Turck exhibited at the Royal Academy from 1854, and also at the British Institution, Suffolk Street and elsewhere. Her work included genre paintings, literary subjects, coastal scenes, architecture, birds and miniatures, painted in oil or watercolour. Her works at the Royal Academy included ‘Rus in Urbe’, 1858, ‘Lady Dorothy in Breton Costume’, 1880 and ‘In St. Mark's, Venice’, 1885. Her Royal Academy picture of 1856 ‘Cinderella’ was one of forty pictures selected by John Ruskin for criticism in his Academy Notes: “Very pretty, and well studied, but Cinderella does not look the lady of the fairy tale. I am rather puzzled myself to know how her relationship to her remarkable godmother could best be indicated so as to leave her still a quite real little lady in a real kitchen. But I am glad to see this sternly realistic treatment, at all events’.

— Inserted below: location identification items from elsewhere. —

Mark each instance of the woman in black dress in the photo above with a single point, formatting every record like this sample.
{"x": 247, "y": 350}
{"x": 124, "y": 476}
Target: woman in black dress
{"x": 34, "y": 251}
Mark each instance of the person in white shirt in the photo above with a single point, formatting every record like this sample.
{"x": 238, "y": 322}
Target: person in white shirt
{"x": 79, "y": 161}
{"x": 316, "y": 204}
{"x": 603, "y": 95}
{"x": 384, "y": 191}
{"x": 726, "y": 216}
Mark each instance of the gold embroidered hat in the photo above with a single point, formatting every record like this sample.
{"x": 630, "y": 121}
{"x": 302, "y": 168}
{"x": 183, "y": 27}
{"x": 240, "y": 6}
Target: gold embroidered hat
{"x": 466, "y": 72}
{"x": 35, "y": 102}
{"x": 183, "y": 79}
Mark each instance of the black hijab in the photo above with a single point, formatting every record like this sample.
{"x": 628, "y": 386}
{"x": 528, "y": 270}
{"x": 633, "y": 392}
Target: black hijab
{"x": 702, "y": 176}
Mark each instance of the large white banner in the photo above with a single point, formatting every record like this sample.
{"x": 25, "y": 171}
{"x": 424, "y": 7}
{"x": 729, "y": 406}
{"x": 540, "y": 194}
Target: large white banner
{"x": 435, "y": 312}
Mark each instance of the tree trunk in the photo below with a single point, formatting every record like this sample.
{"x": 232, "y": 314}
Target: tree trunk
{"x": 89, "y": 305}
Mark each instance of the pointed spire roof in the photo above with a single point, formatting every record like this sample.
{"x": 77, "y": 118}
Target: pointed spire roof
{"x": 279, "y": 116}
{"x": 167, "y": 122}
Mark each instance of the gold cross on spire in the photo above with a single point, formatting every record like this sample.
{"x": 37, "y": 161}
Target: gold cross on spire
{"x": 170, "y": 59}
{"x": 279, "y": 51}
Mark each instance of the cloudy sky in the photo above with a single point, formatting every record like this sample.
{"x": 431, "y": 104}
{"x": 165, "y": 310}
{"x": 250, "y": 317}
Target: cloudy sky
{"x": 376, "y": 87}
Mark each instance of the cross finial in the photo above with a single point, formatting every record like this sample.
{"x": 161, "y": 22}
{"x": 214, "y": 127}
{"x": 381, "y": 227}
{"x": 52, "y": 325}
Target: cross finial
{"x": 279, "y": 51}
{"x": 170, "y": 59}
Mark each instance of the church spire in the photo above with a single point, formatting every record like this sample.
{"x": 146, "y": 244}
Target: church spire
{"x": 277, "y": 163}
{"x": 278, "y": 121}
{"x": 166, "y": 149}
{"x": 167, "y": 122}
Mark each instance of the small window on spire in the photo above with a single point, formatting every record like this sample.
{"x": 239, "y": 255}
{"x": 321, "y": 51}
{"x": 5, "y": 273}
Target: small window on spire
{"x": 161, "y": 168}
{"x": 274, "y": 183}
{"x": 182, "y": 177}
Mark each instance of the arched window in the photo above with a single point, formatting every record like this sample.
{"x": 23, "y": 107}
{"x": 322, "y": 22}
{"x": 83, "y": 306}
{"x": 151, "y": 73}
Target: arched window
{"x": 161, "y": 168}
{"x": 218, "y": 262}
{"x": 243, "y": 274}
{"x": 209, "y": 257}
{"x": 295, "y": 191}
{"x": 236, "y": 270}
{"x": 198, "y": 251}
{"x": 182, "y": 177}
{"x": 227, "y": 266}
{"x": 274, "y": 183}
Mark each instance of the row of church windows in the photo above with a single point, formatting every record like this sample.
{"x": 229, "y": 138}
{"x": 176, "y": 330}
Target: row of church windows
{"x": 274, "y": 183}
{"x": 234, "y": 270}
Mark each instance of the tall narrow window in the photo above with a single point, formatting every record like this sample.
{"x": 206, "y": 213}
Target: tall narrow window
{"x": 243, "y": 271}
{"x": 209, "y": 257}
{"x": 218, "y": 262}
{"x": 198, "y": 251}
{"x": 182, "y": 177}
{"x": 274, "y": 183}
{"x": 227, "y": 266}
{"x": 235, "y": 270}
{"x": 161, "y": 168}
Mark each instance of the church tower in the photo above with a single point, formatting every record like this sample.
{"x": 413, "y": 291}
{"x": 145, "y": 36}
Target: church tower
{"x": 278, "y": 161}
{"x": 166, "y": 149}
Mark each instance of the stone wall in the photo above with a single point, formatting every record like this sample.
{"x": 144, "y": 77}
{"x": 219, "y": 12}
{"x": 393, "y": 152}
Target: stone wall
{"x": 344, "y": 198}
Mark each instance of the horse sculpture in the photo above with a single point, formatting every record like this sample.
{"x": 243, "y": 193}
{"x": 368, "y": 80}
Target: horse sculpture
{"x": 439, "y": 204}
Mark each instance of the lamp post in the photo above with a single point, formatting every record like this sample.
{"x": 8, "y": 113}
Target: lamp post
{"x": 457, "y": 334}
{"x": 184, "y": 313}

She exhibited at the International Exhibition in 1871, and her watercolours of Brittany were shown at Rogers Gallery, Maddox Street in 1879. About these The Art Journal wrote: ‘Her colouring is close to nature and full of tender greys, especially in the sky, while her touch is broad, free and Cox-like.’

She provided many illustrations for the 1883 edition of W. Swaysland's 4-volume "Familiar Wild birds" She also wrote "A practical handbook to marqueterie wood-staining and kindred arts" (pub. L. Upcott Gill, 1899).